Alfonsín

Personal information
- Full name: Alfonso González Fernández
- Date of birth: 16 July 1951 (age 73)
- Place of birth: Cortegana, Spain
- Position(s): Defender

Youth career
- Sevilla

Senior career*
- Years: Team / Apps / (Gls)
- Sevilla Atlético
- AD Almería

Managerial career
- 2000–2002: Almería B
- 2002–2004: Almería (assistant)
- 2004: Almería
- 2005: Almería
- 2007–2008: Almería B
- 2010–2011: Almería B

= Alfonsín (footballer) =

Spanish footballer and manager

Alfonso González Fernández (born 16 July 1951), commonly known as Alfonsín, is a Spanish retired footballer who played as a defender, and a manager.

==Football career==
Born in Cortegana, Huelva, Andalusia, Alfonsín began working as a coach with UD Almería B, being promoted to Tercera División in 2002. On 26 January 2004, he was appointed at the helm of the main squad, replacing fired Casuco.

However, Alfonsín only remained one game in charge, being later replaced by Luis Ángel Duque.
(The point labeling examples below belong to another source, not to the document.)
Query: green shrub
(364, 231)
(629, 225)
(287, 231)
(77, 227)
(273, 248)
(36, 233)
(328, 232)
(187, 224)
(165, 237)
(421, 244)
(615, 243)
After the latter's resignment in April he returned, narrowly avoiding relegation despite finishing 13th.

Alfonsín returned to the Rojiblancos on 29 January 2005, replacing Fernando Castro Santos. After being in charge for five matches, he became Fabri's assistant the following month.

In November 2007, Alfonsín returned to Almería's reserves, still in the fourth level. A third spell befell in the 2010–11 season, and he led them to a comfortable mid-table position in Segunda División B in their first experience.